Scott brushed off criticism that using lighter line puts more stress on the fish because it takes more time and effort to get it in the boat.

"That's for saltwater fish. A black bass is like a mule. ... They just quit [fighting] when they get tired," he said.

Scott has a pilot episode in the can - with anglers Davy Hite, Paul Elias, Roland Martin and Ken Cook - and has tested it on bass clubs.

"They seem to like it. The best scene is when Elias blows it. He just about blows a gasket. Roland loses [a couple of fish] and has a tantrum. He pounds his feet up and down. That's exciting television."

The professional anglers seemed happy to see Scott at the BASS Masters Classic.

"Now, it's an official Classic," said competitor Mike Wurm.

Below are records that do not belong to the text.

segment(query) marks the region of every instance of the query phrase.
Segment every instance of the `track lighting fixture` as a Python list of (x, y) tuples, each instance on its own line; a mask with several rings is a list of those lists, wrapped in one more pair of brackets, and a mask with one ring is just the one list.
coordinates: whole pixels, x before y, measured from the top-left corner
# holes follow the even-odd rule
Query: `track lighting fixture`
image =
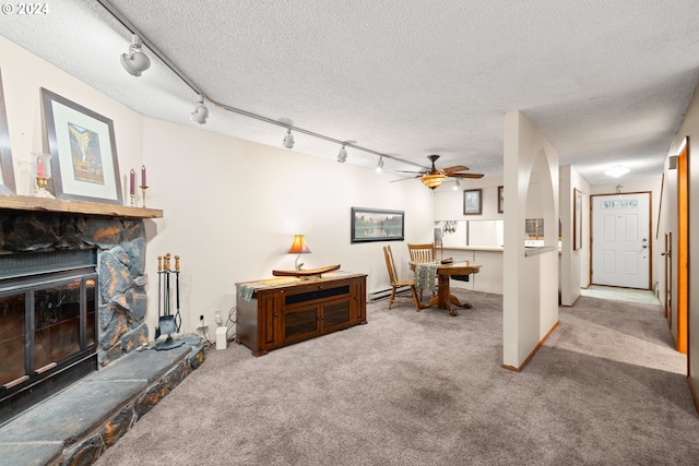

Their warm welcome this week touched Scott, who only this year is emerging from a frosty relationship with BASS.

"I've always been here. It's just this year I'm coming in through the front door," he said with a wink and grin.

Snakehead pops up

It took just about 10 seconds for the northern snakehead to rear its ugly self at an open question-and-answer session with Steve Williams, the head of the U.S. Fish and Wildlife Service.

Scott Sewell, conservationist for the Maryland B.A.S.S. Federation, asked Williams about the agency's involvement in attempts to identify and eradicate the toothy predator from the Crofton gravel pond.

Williams said the state Department of Natural Resources would continue to lead the effort, but federal authorities involved in land management issues would be seeking larger budgets to deal with the larger issue of invasive species.

Maxfield calls time

The last time Maryland bass fishing fans saw Carl Maxfield, the South Carolina angler was holding aloft an oversized $100,000 check that proclaimed him king of the Potomac River.

That was two years ago, when Maxfield captured first place in the BASSMASTER Top 150 stop in Maryland.

And that, it turns out, was the highlight of his next year.

"I went into a little bit of a slide and got a little sidetracked," he said. "I can't put my finger on it."

But Maxfield regrouped this year and collected 580 points, good for 15th place on the tour and a spot in the Classic.

The slump taught Maxfield a lesson. He'll be taking off this fall for deer hunting, college football watching and a little recreational fishing.

"I'm just going to chill out, but I'm not going to let any spider webs grow on my fishing tackle," he said.

Maxfield will return for the winter and fall, and looks forward to competing in a revamped format that will include for the first time two stops in California.

The difference between Maxfield's first Classic in 2000 and this one is he knows what's waiting for him.

"I'm a lot more relaxed. I know more of what to expect," he said. "Chicago was a whirlwind and I got pulled a lot of different ways. I've learned to use my time better."And that, apparently, includes taking some off.

Keeping it in family

Virginia's Woo Daves, winner of the 2000 Classic, has 22 sponsors and plenty of fans. He even has angler footwear - the Woo Shoe - on the market.

So this year Daves is diverting some interviews to his 30-year-old son, Chris, who qualified for his second Classic (he competed in 1996, also on Lay Lake) by finishing in the money in all of the eastern tournaments this past year.

There have been four father-son combinations to qualify over the 32 years of the event.

Does Woo, a 17-time Classic angler, give his son suggestions?

"I don't give him any advice," said the senior Daves. "I don't want it to be bad advice."